Gene therapy as a one-in-a-lifetime treatment for MPS VI: Gene therapy has the potential to convert an organ such as liver to a “depot” for sustained systemic release of secreted proteins like ARSB. Vectors derived from the adeno-associated virus (AAV) are considered the safest tool for long-term and efficient gene transfer to liver. This represents the first proof-of-concept in humans that AAV2/8-mediated gene transfer has the potential to convert the liver in to a factory organ for long-term release of therapeutic proteins.

We have investigated the approach in small and large animal models of MPS VI and were able to show that a single intravascular administration of AAV2/8 encoding ARSB results in: i. efficient transduction of MPS VI rat and cat livers; ii. expression of therapeutic ARSB levels for at least 3 years post-injection; iii. significant improvement of biochemical, pathological, and skeletal features in a large animal model of MPS VI.

We are now planning to translate these encouraging pre-clinical results into the clinic and we propose to perform a clinical trial of intravascular administration of AAV2/8 expressing the human ARSB gene in MPS VI patients. As a preliminary step towards this direction, we have received, from both the European Medicines Agency and the US Food and Drug Administration, the Orphan Drug Designations for the use of ARSB encoding AAV2/8 vector by intravascular infusion as a therapy for MPS VI patients.
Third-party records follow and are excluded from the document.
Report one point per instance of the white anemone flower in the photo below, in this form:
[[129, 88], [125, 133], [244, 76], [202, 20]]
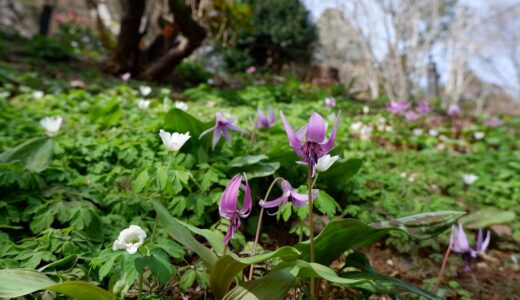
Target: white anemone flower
[[143, 104], [130, 239], [469, 179], [173, 141], [51, 125], [479, 135], [38, 94], [181, 105], [325, 162], [145, 90]]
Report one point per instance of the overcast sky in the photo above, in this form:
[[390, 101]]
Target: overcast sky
[[500, 62]]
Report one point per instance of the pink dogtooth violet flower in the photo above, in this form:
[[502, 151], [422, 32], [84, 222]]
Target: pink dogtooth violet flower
[[461, 245], [424, 108], [263, 121], [309, 142], [398, 107], [330, 102], [453, 110], [228, 207], [289, 194], [222, 127]]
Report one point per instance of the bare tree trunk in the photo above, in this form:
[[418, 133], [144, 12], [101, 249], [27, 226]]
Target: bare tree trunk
[[127, 50], [192, 36]]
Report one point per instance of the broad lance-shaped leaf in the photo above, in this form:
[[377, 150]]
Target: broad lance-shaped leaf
[[20, 282], [229, 266], [182, 235], [380, 283], [340, 235], [425, 225], [34, 154], [273, 286], [316, 270]]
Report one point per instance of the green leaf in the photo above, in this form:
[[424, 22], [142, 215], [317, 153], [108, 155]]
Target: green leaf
[[326, 204], [162, 177], [228, 267], [340, 172], [141, 181], [65, 263], [180, 121], [182, 235], [160, 266], [34, 155], [187, 279], [247, 160], [425, 225], [20, 282], [273, 286], [339, 236], [261, 169], [487, 217], [214, 238], [380, 283]]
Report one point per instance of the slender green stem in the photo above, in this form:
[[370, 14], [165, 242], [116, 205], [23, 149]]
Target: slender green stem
[[253, 134], [311, 224], [441, 271], [140, 288], [259, 225]]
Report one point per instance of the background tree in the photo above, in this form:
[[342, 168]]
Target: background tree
[[280, 32]]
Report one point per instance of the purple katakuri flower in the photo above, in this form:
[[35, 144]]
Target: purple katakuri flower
[[461, 245], [289, 194], [423, 108], [265, 122], [309, 142], [126, 76], [411, 116], [493, 122], [228, 205], [398, 107], [453, 110], [330, 102], [222, 128]]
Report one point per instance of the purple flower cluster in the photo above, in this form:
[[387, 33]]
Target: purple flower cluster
[[461, 245]]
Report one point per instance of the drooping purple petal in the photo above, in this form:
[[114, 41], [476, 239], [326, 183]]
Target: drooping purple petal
[[295, 143], [248, 200], [326, 147], [228, 201], [482, 244], [316, 129], [460, 241], [272, 116]]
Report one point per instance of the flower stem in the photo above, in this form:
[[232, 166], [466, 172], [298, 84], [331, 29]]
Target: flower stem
[[253, 134], [140, 288], [259, 226], [311, 224], [441, 271]]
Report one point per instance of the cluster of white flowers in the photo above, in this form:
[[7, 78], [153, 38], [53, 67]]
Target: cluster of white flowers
[[51, 125], [325, 162], [173, 141], [130, 239]]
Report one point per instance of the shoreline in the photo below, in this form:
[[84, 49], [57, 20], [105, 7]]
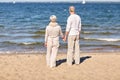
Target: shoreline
[[93, 66]]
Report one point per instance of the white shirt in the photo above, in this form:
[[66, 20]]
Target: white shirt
[[73, 24]]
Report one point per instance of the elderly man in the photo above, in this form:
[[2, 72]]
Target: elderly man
[[73, 29]]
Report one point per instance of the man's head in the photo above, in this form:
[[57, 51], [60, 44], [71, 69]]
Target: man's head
[[72, 9], [53, 18]]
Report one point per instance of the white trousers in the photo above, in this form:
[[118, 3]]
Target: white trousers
[[52, 49], [73, 50]]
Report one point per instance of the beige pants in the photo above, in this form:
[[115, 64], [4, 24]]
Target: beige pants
[[73, 47], [52, 49]]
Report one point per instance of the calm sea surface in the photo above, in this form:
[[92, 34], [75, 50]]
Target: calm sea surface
[[22, 26]]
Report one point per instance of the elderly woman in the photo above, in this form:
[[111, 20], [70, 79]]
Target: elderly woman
[[53, 31]]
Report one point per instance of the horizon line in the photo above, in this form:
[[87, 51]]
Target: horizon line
[[58, 1]]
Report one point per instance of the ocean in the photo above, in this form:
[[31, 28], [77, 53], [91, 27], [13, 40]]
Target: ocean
[[22, 26]]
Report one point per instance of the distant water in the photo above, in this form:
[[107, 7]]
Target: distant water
[[22, 26]]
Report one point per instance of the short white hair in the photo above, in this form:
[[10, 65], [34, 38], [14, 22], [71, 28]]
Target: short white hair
[[53, 17]]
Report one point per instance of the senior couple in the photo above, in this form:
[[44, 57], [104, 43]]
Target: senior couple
[[52, 33]]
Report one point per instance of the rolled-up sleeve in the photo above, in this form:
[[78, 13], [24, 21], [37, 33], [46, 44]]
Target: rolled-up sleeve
[[68, 26], [46, 35]]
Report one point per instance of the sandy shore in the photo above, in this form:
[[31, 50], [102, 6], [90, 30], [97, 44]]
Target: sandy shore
[[97, 66]]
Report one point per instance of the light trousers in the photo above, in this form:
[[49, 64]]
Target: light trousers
[[52, 49], [73, 52]]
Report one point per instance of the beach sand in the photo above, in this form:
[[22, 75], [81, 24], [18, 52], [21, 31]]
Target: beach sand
[[94, 66]]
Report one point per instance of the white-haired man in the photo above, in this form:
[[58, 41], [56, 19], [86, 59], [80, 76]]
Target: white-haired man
[[73, 29]]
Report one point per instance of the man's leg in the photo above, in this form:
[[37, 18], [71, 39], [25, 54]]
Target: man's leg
[[48, 54], [70, 50], [53, 56]]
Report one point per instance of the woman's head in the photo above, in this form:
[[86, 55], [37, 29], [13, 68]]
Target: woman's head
[[53, 18]]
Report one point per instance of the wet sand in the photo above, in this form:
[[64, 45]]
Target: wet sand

Therefore, we are now very well positioned to move further in the development of a Phase I/II gene therapy clinical trial for MPS VI to investigate the safety and efficacy of a single intravascular administration of the vector AAV2/8 in MPS VI patients.
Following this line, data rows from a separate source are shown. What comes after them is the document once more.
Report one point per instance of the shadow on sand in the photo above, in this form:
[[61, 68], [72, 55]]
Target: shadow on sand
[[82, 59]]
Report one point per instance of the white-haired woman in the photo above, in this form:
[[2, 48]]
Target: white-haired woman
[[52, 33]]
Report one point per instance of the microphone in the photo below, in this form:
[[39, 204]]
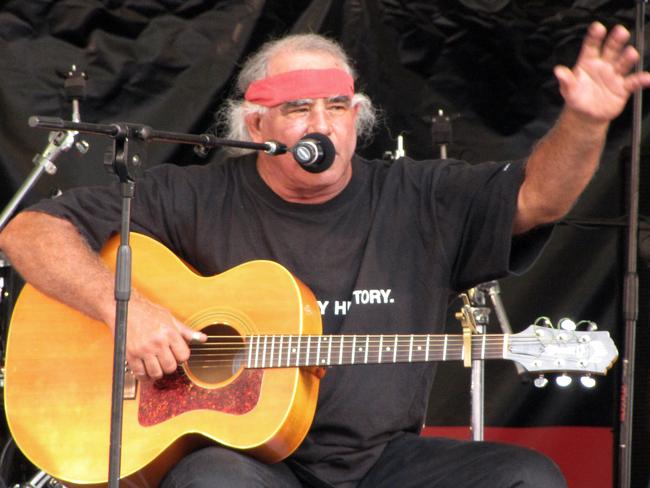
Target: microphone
[[314, 153]]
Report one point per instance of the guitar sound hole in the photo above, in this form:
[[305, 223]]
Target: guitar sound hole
[[220, 357]]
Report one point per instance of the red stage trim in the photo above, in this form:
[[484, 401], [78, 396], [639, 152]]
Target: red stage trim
[[584, 454]]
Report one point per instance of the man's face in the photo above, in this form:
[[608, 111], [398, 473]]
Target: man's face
[[290, 121]]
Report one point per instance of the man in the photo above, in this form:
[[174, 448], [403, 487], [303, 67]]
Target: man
[[415, 230]]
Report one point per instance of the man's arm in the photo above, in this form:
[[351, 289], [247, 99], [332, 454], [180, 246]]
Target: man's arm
[[595, 92], [51, 255]]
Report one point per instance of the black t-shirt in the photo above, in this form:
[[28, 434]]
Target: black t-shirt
[[381, 257]]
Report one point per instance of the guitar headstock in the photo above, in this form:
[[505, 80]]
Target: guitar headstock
[[542, 349]]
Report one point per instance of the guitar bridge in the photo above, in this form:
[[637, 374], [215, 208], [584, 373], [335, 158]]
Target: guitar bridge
[[130, 384]]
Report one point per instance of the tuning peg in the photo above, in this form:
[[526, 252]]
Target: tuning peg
[[82, 146], [541, 381], [588, 381], [566, 324]]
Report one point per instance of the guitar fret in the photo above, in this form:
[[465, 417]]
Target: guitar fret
[[289, 352], [298, 349], [264, 351], [251, 339]]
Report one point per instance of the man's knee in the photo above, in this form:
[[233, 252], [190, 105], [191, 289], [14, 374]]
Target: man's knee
[[529, 469], [216, 466]]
The MPS VI gene therapy trial we are proposing will be the first gene therapy clinical trial for a metabolic disease using AAV2/8 and may pave the way towards clinical trials for other diseases due to lysosomal enzyme deficiency, and in general for inborn errors of liver metabolism. Indeed, the results from our study will support the strategy of liver engineered by viral vectors as an efficient and safe factory organ for the production and systemic secretion of therapeutic proteins.  Positive results from this clinical study will provide important data to design a pivotal study to support marketing authorization of AAV2/8.TBG.hARSB as a treatment for MPS VI.
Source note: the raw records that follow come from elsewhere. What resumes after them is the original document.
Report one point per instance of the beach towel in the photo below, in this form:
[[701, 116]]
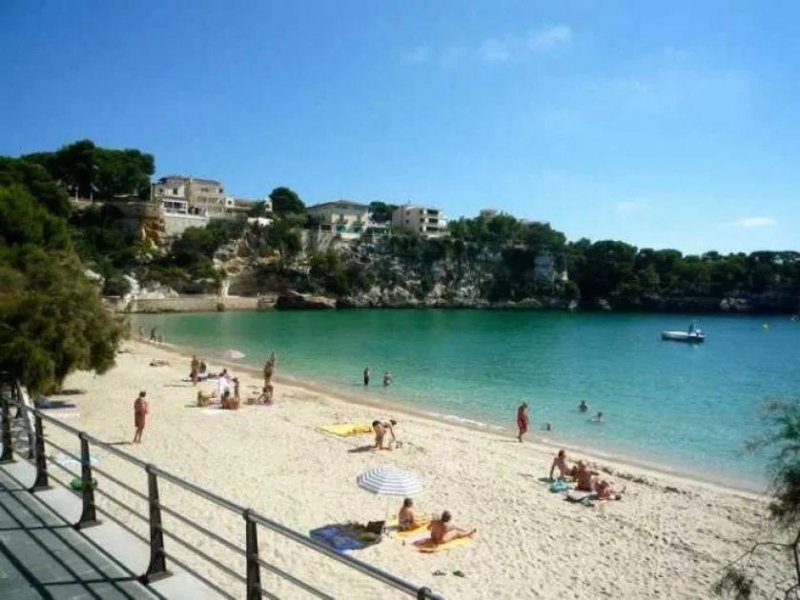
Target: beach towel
[[585, 498], [347, 429], [43, 403], [339, 537], [428, 547], [560, 486]]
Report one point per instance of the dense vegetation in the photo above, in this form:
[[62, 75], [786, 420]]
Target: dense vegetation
[[504, 247], [782, 437], [51, 317]]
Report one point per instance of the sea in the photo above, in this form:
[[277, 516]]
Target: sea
[[685, 408]]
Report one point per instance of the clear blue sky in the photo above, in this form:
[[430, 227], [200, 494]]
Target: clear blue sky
[[664, 124]]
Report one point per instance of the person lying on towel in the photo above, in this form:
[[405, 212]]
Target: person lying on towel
[[443, 530]]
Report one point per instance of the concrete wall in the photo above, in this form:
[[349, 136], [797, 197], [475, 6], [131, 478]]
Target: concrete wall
[[175, 225], [195, 304]]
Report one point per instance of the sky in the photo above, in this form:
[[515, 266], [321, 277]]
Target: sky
[[664, 124]]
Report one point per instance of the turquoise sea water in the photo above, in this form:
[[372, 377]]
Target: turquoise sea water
[[690, 408]]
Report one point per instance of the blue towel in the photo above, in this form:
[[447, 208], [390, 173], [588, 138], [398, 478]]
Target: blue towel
[[337, 537]]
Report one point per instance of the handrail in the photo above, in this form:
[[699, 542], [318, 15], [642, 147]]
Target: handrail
[[158, 553]]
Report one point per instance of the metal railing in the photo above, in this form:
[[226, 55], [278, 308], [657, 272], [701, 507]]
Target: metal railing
[[157, 567]]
To achieve this important goal, we have identified five main milestones, which are the objectives of our proposal:

1) to produce Good Manufacturing Practice (GMP) (clinical-grade) AAV2/8.TBG.hARSB vector for a gene therapy human clinical trial;

2) to perform pre-clinical pharmacological (pharmacodynamics and pharmacokinetics), immunological, and toxicological studies using the GMP AAV2/8.TBG.hARSB vector required to perform a human clinical trial;

3) to design a Phase I/II clinical trial testing the GMP AAV2/8.TBG.hARSB vector in MPS VI patients to generate data in terms of pharmokinetics, pharmacodynamics, safety, and efficacy;

4) to produce and file the documents required to obtain authorizations to perform a Phase I/II clinical trial from the Italian, Turkish and Dutch regulatory agencies;

5) to perform a multicenter Phase I/II clinical trial to investigate the safety and efficacy of AAV2/8.TBG.hARSB gene therapy for MPS VI.

In conclusion, MeuSIX has been designed to investigate the safety and efficacy of intravascular administrations of AAV2/8 in MPS VI patients. Positive results from this Phase I/II study will support the licensure of AAV2/8.TBG.hARSB for the treatment of MPS VI. If successful, this therapeutic strategy may overcome the limitations of ERT, including limited efficacy and the need for multiple intravenous administrations. In addition, the results of this trial may show the clinical potential of AAV2/8-mediated liver gene therapy as a strategy for the treatment of other LSDs or rare diseases requiring sustained systemic release of therapeutic proteins.